他动了动鼻子,费力转过头。
看着眼前年轻的男人,周亚夫干涸的眼睛涌出泪水。
“先生……”
周亚夫挣扎着想跪起行礼。
但他太虚弱,加上铁链太重,身子刚起一半就栽倒在草堆里。
一只手伸过来,稳稳扶住他肩膀。
陆长生把他扶起来,靠着冰冷的墙壁坐好。
“出息。”
陆长生骂了一句。
他撕下鸡腿,硬塞进周亚夫手里。
“当年面对吴楚五十万联军,你眉头都没皱一下。现在躲在这个耗子洞里哭什么?”
周亚夫抓着鸡腿,手剧烈发抖。
“臣……冤枉。”
“冤个屁。”
陆长生拿起酒壶仰头喝了一口。
“那五百副甲盾是陪葬品,刘启心里比谁都清楚。但在他眼里,那就是你要造反的证据。”
“为什么?”
周亚夫咬着牙,胸口剧烈起伏。
“臣对刘家忠心耿耿!臣从未有过二心!”
“因为你太硬。”
陆长生伸出手指,戳了戳周亚夫干瘪的胸口。
“刘启病了,身体快不行了。他觉得自己活不长,他怕死后那个年轻的太子刘彻压不住你。”

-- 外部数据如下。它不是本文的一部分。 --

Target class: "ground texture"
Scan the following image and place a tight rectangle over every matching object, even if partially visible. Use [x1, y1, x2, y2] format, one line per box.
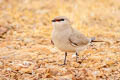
[0, 0, 120, 80]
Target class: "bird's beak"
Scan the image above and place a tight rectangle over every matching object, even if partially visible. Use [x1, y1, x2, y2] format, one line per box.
[51, 19, 56, 22]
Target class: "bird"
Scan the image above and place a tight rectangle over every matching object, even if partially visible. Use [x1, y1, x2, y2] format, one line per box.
[51, 16, 101, 65]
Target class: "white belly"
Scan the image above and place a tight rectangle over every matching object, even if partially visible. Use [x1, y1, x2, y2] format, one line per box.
[52, 31, 76, 52]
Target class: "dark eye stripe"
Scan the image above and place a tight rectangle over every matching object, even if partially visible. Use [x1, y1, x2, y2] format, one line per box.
[52, 19, 64, 22]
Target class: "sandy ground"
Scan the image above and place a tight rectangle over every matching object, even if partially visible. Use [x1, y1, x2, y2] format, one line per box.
[0, 0, 120, 80]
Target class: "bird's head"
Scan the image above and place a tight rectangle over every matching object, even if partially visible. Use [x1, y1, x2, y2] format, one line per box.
[52, 16, 71, 28]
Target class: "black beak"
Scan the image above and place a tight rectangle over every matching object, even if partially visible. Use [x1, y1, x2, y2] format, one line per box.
[52, 19, 56, 22]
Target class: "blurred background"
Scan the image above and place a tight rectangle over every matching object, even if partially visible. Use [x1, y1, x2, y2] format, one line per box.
[0, 0, 120, 80]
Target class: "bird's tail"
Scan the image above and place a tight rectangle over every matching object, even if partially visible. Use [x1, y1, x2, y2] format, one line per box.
[90, 37, 105, 42]
[91, 37, 95, 42]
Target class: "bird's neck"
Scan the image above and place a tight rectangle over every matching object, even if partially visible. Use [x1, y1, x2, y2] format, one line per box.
[53, 25, 71, 31]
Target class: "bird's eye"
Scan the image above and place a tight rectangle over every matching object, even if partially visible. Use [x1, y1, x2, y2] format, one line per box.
[52, 20, 56, 22]
[60, 19, 64, 21]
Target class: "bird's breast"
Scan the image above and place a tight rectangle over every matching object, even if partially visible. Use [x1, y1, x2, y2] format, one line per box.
[52, 30, 75, 52]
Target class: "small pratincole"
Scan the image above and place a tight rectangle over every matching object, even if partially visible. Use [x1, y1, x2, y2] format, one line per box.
[51, 16, 98, 65]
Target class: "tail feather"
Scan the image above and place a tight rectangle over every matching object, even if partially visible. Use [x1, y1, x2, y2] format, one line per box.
[91, 37, 95, 42]
[90, 37, 105, 42]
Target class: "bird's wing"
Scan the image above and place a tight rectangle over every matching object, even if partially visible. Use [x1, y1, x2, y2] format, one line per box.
[69, 30, 90, 46]
[51, 40, 54, 45]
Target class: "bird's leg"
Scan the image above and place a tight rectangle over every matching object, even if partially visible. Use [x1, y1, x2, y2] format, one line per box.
[64, 52, 67, 65]
[76, 52, 78, 62]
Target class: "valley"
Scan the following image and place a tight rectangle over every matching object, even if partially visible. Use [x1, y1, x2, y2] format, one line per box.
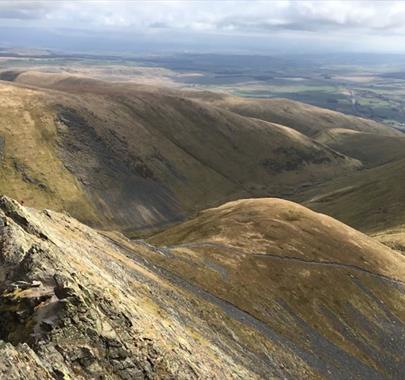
[0, 55, 405, 380]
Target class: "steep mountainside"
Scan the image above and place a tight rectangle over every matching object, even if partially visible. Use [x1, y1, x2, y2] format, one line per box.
[0, 197, 405, 379]
[187, 92, 403, 138]
[298, 160, 405, 233]
[316, 128, 405, 167]
[0, 74, 361, 230]
[146, 199, 405, 379]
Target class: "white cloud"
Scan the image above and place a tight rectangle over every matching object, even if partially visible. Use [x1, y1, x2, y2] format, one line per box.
[0, 0, 405, 52]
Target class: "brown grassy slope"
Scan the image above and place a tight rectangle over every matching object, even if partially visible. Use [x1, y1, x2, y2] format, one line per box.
[188, 92, 402, 138]
[0, 84, 98, 221]
[298, 160, 405, 233]
[0, 74, 359, 229]
[316, 128, 405, 167]
[147, 199, 405, 378]
[0, 197, 304, 380]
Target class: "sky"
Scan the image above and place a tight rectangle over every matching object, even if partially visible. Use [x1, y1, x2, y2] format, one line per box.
[0, 0, 405, 54]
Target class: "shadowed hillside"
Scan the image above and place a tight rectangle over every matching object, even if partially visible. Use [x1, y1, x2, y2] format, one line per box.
[143, 199, 405, 379]
[0, 197, 405, 380]
[300, 160, 405, 233]
[0, 74, 360, 230]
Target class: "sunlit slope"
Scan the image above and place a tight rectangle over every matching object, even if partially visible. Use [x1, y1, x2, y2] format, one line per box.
[190, 92, 402, 138]
[0, 74, 361, 230]
[299, 160, 405, 233]
[316, 128, 405, 167]
[0, 84, 98, 226]
[146, 199, 405, 379]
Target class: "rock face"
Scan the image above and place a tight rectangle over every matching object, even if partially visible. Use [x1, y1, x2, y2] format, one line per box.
[0, 197, 405, 380]
[0, 197, 288, 380]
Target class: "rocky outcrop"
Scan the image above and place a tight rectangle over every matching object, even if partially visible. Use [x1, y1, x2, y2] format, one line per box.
[0, 197, 284, 380]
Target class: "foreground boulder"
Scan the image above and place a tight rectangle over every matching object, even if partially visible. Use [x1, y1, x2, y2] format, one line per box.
[0, 197, 405, 379]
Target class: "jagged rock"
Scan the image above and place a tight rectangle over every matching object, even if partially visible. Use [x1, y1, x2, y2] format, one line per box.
[0, 197, 267, 380]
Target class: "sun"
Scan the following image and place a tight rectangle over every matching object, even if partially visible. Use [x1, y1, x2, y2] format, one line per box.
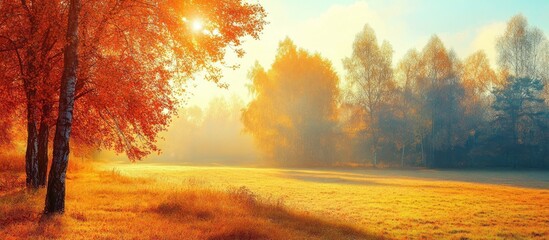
[192, 19, 204, 32]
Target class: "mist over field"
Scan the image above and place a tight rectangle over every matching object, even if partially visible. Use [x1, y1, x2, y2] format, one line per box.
[0, 0, 549, 240]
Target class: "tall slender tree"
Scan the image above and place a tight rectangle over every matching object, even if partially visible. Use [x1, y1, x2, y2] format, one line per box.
[343, 25, 394, 166]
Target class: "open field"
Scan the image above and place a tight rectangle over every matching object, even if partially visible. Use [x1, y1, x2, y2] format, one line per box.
[0, 160, 549, 239]
[104, 164, 549, 239]
[0, 161, 380, 239]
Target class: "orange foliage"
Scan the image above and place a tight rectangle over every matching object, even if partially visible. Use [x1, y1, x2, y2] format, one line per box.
[242, 39, 339, 165]
[0, 0, 266, 159]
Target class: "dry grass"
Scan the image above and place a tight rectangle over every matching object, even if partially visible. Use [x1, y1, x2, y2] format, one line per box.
[109, 164, 549, 239]
[0, 158, 379, 239]
[0, 156, 549, 239]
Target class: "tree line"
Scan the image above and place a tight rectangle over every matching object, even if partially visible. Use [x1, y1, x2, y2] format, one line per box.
[0, 0, 266, 213]
[242, 15, 549, 167]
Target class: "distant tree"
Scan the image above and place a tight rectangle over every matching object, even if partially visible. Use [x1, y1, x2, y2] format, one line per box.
[496, 15, 549, 79]
[242, 39, 339, 166]
[395, 49, 428, 166]
[343, 25, 395, 166]
[492, 78, 547, 166]
[461, 51, 501, 164]
[418, 35, 457, 166]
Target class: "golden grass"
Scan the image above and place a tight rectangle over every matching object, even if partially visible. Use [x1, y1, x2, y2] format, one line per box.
[0, 155, 549, 239]
[0, 158, 379, 239]
[108, 164, 549, 239]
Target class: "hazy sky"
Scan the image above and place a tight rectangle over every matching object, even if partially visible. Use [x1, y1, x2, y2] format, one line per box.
[188, 0, 549, 106]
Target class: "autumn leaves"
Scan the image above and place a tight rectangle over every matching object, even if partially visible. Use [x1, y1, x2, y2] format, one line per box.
[0, 0, 266, 212]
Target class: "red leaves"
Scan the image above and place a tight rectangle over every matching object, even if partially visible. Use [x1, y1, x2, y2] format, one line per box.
[0, 0, 265, 159]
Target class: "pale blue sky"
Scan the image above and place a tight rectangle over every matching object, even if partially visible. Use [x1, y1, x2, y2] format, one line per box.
[189, 0, 549, 106]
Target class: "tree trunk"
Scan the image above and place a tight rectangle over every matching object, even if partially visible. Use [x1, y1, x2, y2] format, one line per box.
[400, 144, 406, 167]
[38, 104, 52, 187]
[44, 0, 80, 214]
[25, 94, 38, 188]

“猎狗太凶,老主人牵不住绳子,新主人又太小。最好的办法,就是把狗炖了,给新主人补补身体。”
周亚夫看着手里的鸡腿。
他低头狠狠咬了一口肉。
“先生是来送我上路的?”
周亚夫抬起头,满嘴油光,眼神死寂。
陆长生看着他。
“我是来告诉你,别死在这儿。”
“这大牢阴气重,风水不好。死在这儿,下辈子投胎也是个冤死鬼。要死也死外面。”
陆长生站起身,拍了拍衣摆尘土。
“吃饱了睡一觉。明天太阳出来,你就自由了。”
说完,陆长生转身往外走。
路过趴在地上的廷尉身边时,他停下脚步。
廷尉把额头贴在石板上,浑身发抖。
“给他拿床厚被子,加两个火盆。”
“明天我来接人的时候,他要是冻感冒了,或者是少了一根头发。”
“我就把你这廷尉府拆了,拿你的骨头当柴烧。”
廷尉把头磕得砰砰响:“诺!诺!下官明白!下官这就去办!”
……
深夜,未央宫宣室殿。
汉景帝刘启躺在龙榻上。
他脸色蜡黄,颧骨突出,整个人瘦骨嶙峋。
他手里攥着竹简,半天没翻一页。
“陛下,夜深了,歇息吧。”
中常侍春陀跪在榻前劝道。
“睡不着。”
刘启把竹简扔在一边,剧烈咳嗽几声。
“一闭眼,朕就看见吴王刘濞提着脑袋站在床头找朕索命。现在……朕觉得周亚夫也在黑暗里盯着朕的后背。”
“那就别睡。”
一道清冷声音从窗边传来。
春陀吓得拂尘差点掉在地上,猛地转身挡在龙榻前。
“谁!”
陆长生坐在窗边椅子上,手里剥着橘子。
刘启坐起身,推开春陀。
他看着陆长生,脸上露出苦笑。
“先生……您总是神出鬼没,这皇宫大内对您来说来去自如。”
“我再不来,周亚夫就饿死了。”
陆长生把橘子皮扔进火盆。
刘启笑容消失,神色阴沉。
“先生,这是国事。”
“周亚夫居功自傲,在军中威望太高。朕若不除他,彻儿将来坐不稳这江山。朕得为大汉的千秋基业考虑。”
“放屁。”
陆长生骂了一句。
他站起身,走到龙榻前,看着这个病入膏肓的皇帝。
“刘启,你比你爹刘恒差远了。”
“你爹当年再穷再难,也没杀过一个功臣。他知道人心换人心,这江山才坐得稳。”
“周亚夫是什么人,你心里没数?他要是想反,早在平定七国之乱、手里握着几十万兵权的时候就反了。非得等到现在,买几个破铁片子陪葬的时候反?”
刘启咬着牙,眼中闪过狠厉。
“但他不敬!他在朕面前甩脸色,朕赐肉,他不谢恩就走!他是将军,朕是天子!他眼里没有朕!”
“因为他是将军,你想把他当奴才。”
“你想要只会跪在地上喊万岁的软骨头?行啊。”
“把朝堂上能打仗的都杀了吧。”
“等哪天匈奴人打到了甘泉宫,让春陀拿着拂尘去挡骑兵,看能不能保住你这颗脑袋。”
春陀跪在地上,把头埋进地毯,瑟瑟发抖。